Spending on the National Health Service is up 7.7 percent in real terms, education spending per child is up 5 percent. Unemployment benefits will soon be higher than they were under Labor. That may help explain why unemployment cost Thatcher so little in the election, and why you can eat in London restaurants for months without meeting an English waiter.
Reagan could take a correspondence course from Thatcher in the art of praising free markets, entrepreneurship, minimal government and the rest of Republican values, including--drum roll, please--balanced budgets.
When I first met her, in 1976, I decided she had made a mistake being born 4,500 miles too far east.

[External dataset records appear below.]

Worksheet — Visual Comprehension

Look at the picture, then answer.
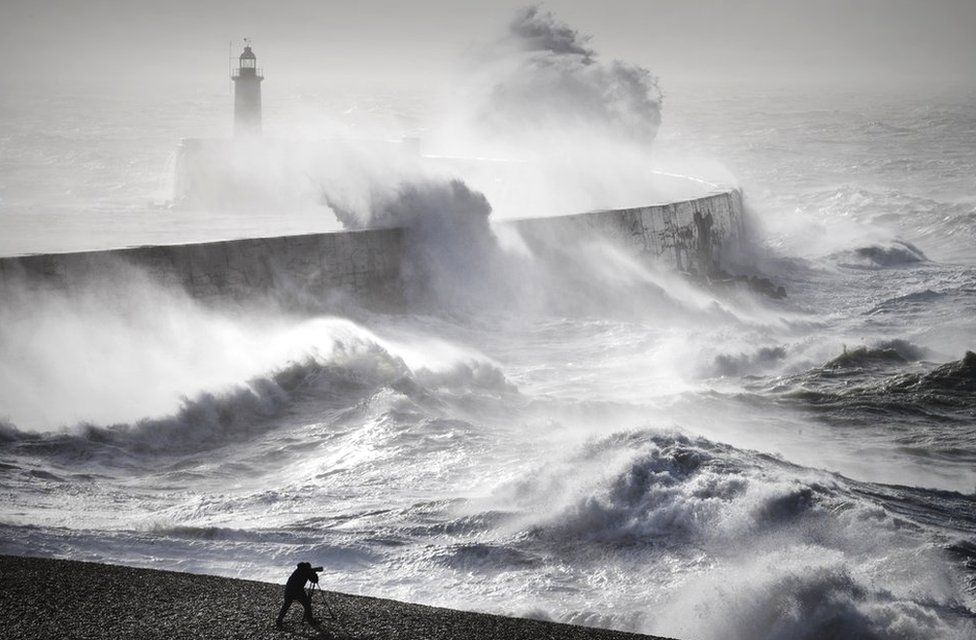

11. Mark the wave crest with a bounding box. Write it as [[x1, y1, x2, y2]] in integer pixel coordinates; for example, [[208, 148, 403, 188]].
[[1, 327, 516, 456]]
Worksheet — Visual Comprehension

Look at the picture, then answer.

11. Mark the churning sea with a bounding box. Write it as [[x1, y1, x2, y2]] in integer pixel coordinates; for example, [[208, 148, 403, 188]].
[[1, 81, 974, 639]]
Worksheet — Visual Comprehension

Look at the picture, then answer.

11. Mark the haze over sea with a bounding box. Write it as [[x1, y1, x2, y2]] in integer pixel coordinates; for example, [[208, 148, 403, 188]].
[[2, 8, 976, 640]]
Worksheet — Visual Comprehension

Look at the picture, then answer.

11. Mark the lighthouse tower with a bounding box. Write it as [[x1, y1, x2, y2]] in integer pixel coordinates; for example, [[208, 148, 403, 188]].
[[232, 41, 263, 136]]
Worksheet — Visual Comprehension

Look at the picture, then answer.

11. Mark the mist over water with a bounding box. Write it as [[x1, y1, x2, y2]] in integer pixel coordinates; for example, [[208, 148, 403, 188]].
[[2, 7, 976, 640]]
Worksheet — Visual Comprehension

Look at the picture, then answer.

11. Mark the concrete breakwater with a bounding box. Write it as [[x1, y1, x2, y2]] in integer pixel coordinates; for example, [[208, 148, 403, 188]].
[[512, 189, 742, 276], [0, 190, 742, 303]]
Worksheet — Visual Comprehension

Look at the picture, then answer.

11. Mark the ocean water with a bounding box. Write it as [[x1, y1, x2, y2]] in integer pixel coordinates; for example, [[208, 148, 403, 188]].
[[1, 83, 975, 640]]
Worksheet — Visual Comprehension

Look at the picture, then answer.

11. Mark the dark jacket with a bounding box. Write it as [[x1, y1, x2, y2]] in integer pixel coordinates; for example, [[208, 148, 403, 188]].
[[284, 562, 319, 597]]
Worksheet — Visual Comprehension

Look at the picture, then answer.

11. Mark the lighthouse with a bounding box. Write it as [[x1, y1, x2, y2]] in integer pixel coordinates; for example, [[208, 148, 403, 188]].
[[232, 41, 263, 136]]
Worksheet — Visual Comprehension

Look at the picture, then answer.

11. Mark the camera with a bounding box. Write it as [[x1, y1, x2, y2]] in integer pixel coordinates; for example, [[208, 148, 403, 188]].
[[310, 566, 323, 572]]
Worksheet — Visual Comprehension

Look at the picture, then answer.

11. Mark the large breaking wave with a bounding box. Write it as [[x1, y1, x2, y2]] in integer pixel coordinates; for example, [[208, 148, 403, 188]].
[[472, 429, 976, 639]]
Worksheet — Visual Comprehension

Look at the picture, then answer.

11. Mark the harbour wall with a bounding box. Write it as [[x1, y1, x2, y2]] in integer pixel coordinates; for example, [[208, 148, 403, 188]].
[[0, 189, 743, 304], [510, 189, 742, 275]]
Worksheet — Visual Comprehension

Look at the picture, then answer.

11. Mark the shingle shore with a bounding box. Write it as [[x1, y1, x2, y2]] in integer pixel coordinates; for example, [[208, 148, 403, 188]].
[[0, 555, 675, 640]]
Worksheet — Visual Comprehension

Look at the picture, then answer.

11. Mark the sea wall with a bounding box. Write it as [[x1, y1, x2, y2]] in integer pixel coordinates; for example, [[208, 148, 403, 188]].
[[0, 228, 405, 303], [0, 190, 742, 303], [511, 190, 742, 276]]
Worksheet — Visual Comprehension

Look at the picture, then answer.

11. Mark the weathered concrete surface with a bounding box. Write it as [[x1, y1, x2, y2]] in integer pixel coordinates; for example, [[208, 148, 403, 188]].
[[512, 191, 743, 277], [0, 190, 742, 304], [0, 227, 405, 303]]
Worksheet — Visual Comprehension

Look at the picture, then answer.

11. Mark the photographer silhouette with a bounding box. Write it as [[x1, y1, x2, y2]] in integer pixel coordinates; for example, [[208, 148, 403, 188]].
[[275, 562, 323, 629]]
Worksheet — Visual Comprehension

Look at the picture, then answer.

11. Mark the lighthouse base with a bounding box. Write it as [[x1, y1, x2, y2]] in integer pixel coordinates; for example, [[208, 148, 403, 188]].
[[174, 137, 416, 212]]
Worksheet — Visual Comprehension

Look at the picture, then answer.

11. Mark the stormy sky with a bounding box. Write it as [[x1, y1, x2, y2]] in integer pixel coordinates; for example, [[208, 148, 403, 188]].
[[1, 0, 974, 92]]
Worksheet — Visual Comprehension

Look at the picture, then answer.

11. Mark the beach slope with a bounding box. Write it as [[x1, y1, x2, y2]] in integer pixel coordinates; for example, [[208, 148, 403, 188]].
[[0, 555, 676, 640]]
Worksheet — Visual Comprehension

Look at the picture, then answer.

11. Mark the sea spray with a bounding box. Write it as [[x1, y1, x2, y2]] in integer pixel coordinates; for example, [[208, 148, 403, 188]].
[[428, 6, 670, 216], [459, 5, 662, 151], [0, 261, 511, 433], [325, 175, 517, 309]]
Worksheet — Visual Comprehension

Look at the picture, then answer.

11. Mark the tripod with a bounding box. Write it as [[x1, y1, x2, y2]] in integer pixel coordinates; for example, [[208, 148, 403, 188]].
[[308, 582, 339, 622]]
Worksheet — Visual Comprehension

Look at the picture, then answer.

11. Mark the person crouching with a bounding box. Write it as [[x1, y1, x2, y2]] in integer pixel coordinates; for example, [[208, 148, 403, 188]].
[[275, 562, 322, 628]]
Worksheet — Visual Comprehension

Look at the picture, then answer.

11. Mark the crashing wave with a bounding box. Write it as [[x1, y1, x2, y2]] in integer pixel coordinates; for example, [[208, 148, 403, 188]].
[[824, 339, 928, 370], [834, 240, 928, 268], [712, 345, 788, 377], [0, 340, 516, 456], [804, 349, 976, 409], [887, 350, 976, 394], [483, 428, 975, 639]]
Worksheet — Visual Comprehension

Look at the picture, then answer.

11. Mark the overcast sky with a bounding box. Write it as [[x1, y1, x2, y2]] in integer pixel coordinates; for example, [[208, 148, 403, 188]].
[[2, 0, 974, 92]]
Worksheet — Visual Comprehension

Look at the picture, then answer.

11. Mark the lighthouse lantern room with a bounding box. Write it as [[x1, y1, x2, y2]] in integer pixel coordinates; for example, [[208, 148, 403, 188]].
[[231, 40, 263, 136]]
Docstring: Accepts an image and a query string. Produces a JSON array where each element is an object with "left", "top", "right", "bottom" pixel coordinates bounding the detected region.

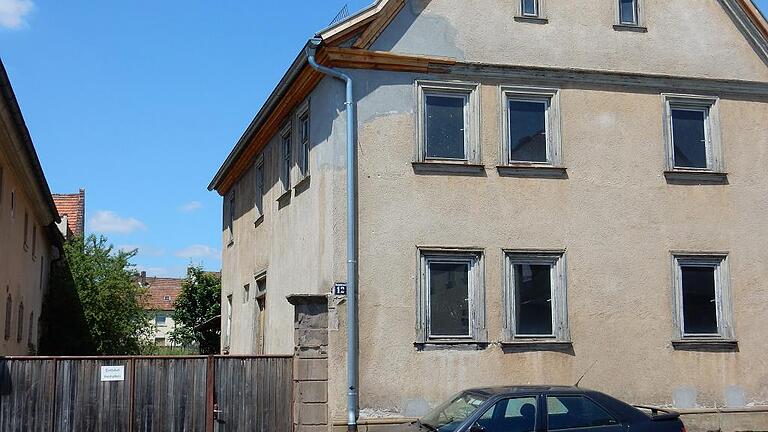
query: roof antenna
[
  {"left": 330, "top": 4, "right": 350, "bottom": 25},
  {"left": 575, "top": 361, "right": 598, "bottom": 388}
]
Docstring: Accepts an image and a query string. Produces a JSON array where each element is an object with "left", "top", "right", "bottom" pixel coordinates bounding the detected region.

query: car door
[
  {"left": 467, "top": 395, "right": 542, "bottom": 432},
  {"left": 545, "top": 394, "right": 626, "bottom": 432}
]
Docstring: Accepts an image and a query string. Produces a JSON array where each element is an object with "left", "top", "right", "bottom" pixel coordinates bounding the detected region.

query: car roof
[{"left": 466, "top": 385, "right": 589, "bottom": 396}]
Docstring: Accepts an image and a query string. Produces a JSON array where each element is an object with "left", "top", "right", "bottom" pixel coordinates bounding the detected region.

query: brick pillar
[{"left": 288, "top": 294, "right": 329, "bottom": 432}]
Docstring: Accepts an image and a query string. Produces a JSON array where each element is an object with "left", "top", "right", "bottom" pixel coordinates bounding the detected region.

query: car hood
[{"left": 382, "top": 421, "right": 427, "bottom": 432}]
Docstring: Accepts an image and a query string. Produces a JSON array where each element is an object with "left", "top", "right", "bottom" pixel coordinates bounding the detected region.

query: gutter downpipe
[{"left": 306, "top": 38, "right": 359, "bottom": 432}]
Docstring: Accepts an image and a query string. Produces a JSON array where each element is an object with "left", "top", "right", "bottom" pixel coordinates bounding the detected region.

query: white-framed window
[
  {"left": 501, "top": 86, "right": 562, "bottom": 166},
  {"left": 163, "top": 295, "right": 171, "bottom": 301},
  {"left": 662, "top": 95, "right": 723, "bottom": 173},
  {"left": 416, "top": 248, "right": 486, "bottom": 344},
  {"left": 297, "top": 101, "right": 311, "bottom": 180},
  {"left": 416, "top": 81, "right": 480, "bottom": 164},
  {"left": 155, "top": 312, "right": 167, "bottom": 327},
  {"left": 226, "top": 191, "right": 235, "bottom": 245},
  {"left": 254, "top": 155, "right": 265, "bottom": 220},
  {"left": 672, "top": 254, "right": 734, "bottom": 340},
  {"left": 243, "top": 283, "right": 250, "bottom": 303},
  {"left": 224, "top": 294, "right": 233, "bottom": 349},
  {"left": 618, "top": 0, "right": 639, "bottom": 25},
  {"left": 503, "top": 250, "right": 569, "bottom": 342},
  {"left": 254, "top": 271, "right": 267, "bottom": 354},
  {"left": 280, "top": 122, "right": 292, "bottom": 193},
  {"left": 520, "top": 0, "right": 540, "bottom": 17}
]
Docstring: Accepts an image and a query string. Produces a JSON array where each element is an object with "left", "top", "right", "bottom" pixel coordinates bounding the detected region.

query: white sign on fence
[{"left": 100, "top": 365, "right": 125, "bottom": 382}]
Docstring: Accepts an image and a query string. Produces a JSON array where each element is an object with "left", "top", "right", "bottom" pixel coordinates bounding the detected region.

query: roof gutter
[{"left": 306, "top": 37, "right": 360, "bottom": 432}]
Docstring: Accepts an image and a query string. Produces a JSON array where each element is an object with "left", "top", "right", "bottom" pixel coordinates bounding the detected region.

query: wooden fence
[{"left": 0, "top": 355, "right": 293, "bottom": 432}]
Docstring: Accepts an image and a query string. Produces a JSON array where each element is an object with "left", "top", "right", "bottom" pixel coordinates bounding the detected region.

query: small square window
[
  {"left": 663, "top": 95, "right": 723, "bottom": 173},
  {"left": 502, "top": 87, "right": 562, "bottom": 167},
  {"left": 417, "top": 248, "right": 486, "bottom": 344},
  {"left": 672, "top": 254, "right": 734, "bottom": 341},
  {"left": 504, "top": 250, "right": 569, "bottom": 342},
  {"left": 163, "top": 295, "right": 171, "bottom": 302},
  {"left": 155, "top": 313, "right": 167, "bottom": 327},
  {"left": 416, "top": 81, "right": 480, "bottom": 165}
]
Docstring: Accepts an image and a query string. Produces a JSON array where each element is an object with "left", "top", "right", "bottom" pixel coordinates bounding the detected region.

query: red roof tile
[
  {"left": 141, "top": 276, "right": 183, "bottom": 311},
  {"left": 52, "top": 189, "right": 85, "bottom": 238}
]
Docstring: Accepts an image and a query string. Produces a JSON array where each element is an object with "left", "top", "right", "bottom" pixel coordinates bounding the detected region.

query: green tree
[
  {"left": 64, "top": 235, "right": 153, "bottom": 354},
  {"left": 170, "top": 266, "right": 221, "bottom": 354}
]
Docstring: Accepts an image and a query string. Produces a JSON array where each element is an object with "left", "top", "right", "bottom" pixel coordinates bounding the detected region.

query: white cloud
[
  {"left": 90, "top": 210, "right": 147, "bottom": 234},
  {"left": 179, "top": 201, "right": 203, "bottom": 213},
  {"left": 0, "top": 0, "right": 34, "bottom": 30},
  {"left": 175, "top": 244, "right": 220, "bottom": 260},
  {"left": 118, "top": 244, "right": 165, "bottom": 257}
]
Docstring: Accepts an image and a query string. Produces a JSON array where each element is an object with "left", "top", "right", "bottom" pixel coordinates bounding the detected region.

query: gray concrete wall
[
  {"left": 221, "top": 74, "right": 349, "bottom": 355},
  {"left": 0, "top": 120, "right": 52, "bottom": 356},
  {"left": 371, "top": 0, "right": 768, "bottom": 81}
]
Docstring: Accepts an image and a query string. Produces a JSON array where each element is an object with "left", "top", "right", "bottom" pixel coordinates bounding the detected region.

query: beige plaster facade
[
  {"left": 214, "top": 0, "right": 768, "bottom": 428},
  {"left": 0, "top": 61, "right": 61, "bottom": 356}
]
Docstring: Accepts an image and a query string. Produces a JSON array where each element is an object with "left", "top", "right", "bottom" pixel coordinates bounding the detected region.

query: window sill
[
  {"left": 613, "top": 24, "right": 647, "bottom": 33},
  {"left": 664, "top": 170, "right": 728, "bottom": 185},
  {"left": 514, "top": 16, "right": 548, "bottom": 24},
  {"left": 253, "top": 214, "right": 264, "bottom": 228},
  {"left": 227, "top": 239, "right": 234, "bottom": 248},
  {"left": 277, "top": 189, "right": 292, "bottom": 209},
  {"left": 672, "top": 339, "right": 738, "bottom": 351},
  {"left": 412, "top": 162, "right": 486, "bottom": 176},
  {"left": 497, "top": 165, "right": 568, "bottom": 179},
  {"left": 500, "top": 340, "right": 573, "bottom": 352},
  {"left": 294, "top": 175, "right": 311, "bottom": 195},
  {"left": 414, "top": 340, "right": 489, "bottom": 351}
]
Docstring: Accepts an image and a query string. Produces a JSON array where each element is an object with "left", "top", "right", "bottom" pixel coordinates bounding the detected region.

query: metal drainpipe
[{"left": 306, "top": 37, "right": 359, "bottom": 432}]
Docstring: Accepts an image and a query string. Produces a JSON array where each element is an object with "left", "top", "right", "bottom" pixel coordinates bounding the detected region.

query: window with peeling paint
[
  {"left": 504, "top": 251, "right": 569, "bottom": 342},
  {"left": 417, "top": 249, "right": 486, "bottom": 344},
  {"left": 663, "top": 95, "right": 723, "bottom": 174},
  {"left": 425, "top": 94, "right": 467, "bottom": 160},
  {"left": 673, "top": 254, "right": 734, "bottom": 340}
]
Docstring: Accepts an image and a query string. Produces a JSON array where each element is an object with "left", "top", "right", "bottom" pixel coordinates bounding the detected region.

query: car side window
[
  {"left": 476, "top": 397, "right": 537, "bottom": 432},
  {"left": 546, "top": 396, "right": 619, "bottom": 430}
]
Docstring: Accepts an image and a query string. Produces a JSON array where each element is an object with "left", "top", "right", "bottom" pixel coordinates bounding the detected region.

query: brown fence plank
[
  {"left": 54, "top": 359, "right": 132, "bottom": 432},
  {"left": 0, "top": 359, "right": 55, "bottom": 432},
  {"left": 133, "top": 357, "right": 207, "bottom": 432}
]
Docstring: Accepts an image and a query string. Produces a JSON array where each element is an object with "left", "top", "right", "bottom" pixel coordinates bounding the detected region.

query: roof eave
[
  {"left": 0, "top": 59, "right": 61, "bottom": 225},
  {"left": 208, "top": 42, "right": 312, "bottom": 193}
]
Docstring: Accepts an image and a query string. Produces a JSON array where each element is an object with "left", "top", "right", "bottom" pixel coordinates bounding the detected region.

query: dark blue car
[{"left": 403, "top": 386, "right": 685, "bottom": 432}]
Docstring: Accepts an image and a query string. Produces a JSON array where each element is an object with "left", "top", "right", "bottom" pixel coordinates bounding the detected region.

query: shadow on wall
[{"left": 37, "top": 251, "right": 95, "bottom": 355}]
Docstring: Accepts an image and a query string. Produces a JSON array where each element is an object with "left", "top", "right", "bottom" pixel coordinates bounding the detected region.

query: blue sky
[
  {"left": 0, "top": 0, "right": 766, "bottom": 277},
  {"left": 0, "top": 0, "right": 371, "bottom": 277}
]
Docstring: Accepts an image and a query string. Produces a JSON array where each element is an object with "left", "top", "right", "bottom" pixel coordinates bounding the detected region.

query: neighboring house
[
  {"left": 0, "top": 59, "right": 64, "bottom": 355},
  {"left": 138, "top": 272, "right": 182, "bottom": 347},
  {"left": 209, "top": 0, "right": 768, "bottom": 429},
  {"left": 52, "top": 189, "right": 85, "bottom": 241}
]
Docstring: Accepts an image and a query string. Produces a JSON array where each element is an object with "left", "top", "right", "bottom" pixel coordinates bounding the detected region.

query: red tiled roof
[
  {"left": 52, "top": 189, "right": 85, "bottom": 238},
  {"left": 141, "top": 276, "right": 183, "bottom": 311}
]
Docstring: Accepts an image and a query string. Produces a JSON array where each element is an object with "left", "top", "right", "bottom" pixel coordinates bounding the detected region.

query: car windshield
[{"left": 420, "top": 391, "right": 489, "bottom": 431}]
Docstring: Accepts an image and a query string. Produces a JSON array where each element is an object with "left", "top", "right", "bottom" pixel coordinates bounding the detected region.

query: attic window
[{"left": 163, "top": 295, "right": 171, "bottom": 301}]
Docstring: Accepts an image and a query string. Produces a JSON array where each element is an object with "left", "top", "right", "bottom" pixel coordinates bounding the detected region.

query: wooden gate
[{"left": 0, "top": 355, "right": 293, "bottom": 432}]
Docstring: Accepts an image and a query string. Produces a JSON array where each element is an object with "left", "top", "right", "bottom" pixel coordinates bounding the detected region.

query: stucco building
[
  {"left": 209, "top": 0, "right": 768, "bottom": 430},
  {"left": 138, "top": 272, "right": 182, "bottom": 347},
  {"left": 0, "top": 59, "right": 63, "bottom": 355}
]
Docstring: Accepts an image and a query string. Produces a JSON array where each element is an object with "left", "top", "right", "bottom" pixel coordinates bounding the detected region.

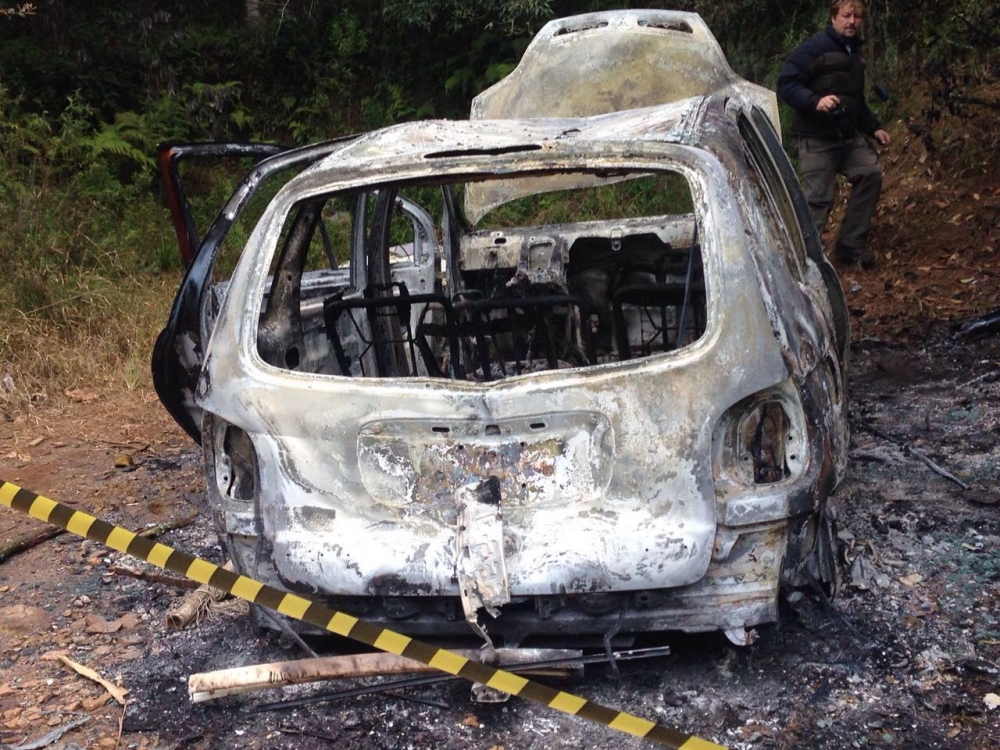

She would have made a magnificent Republican senator from Oklahoma, but she was, I thought, improbable as leader of Britain's Conservatives. She defines conservatism as most Republicans do, but as few Tories ever have. She defines it in terms of individualism and a light state--low taxes for a slim public sector.
Collectivism in Britain is at least as much the legacy of Conservatives as of socialists. Clement Attlee's postwar Labor government built on institutional and even ideological foundations laid by Conservatives. The Americanization of British Conservatism is a Thatcher achievement.
In fact, although she is a radical Tory, she is a traditional Republican-- perhaps more so than Reagan. Unable to cut spending as much as she desires (it now is 43.5 percent of GNP, up from 40.5 percent when she took office), she has raised taxes as a percentage of GNP (from 35.3 to 39.1) in order to hold down the deficit. Britain now has the smallest deficit of any Western nation: 2.75 percent of GNP. (The U.S. deficit is 6 percent.)
She believes what Republicans said for 30 years--what they said until (recently) it became impolitic. That is, she believes that large deficits are a cause of high interest rates, and are so disruptive of capital markets that higher taxes are justified, as a nasty last resort, to reduce deficits. If Thatcher's program does not produce growth soon, or if Reagan's recovery aborts soon, there will be new heat to the intramural argument among conservatives concerning which is worse, tax increases or huge deficits.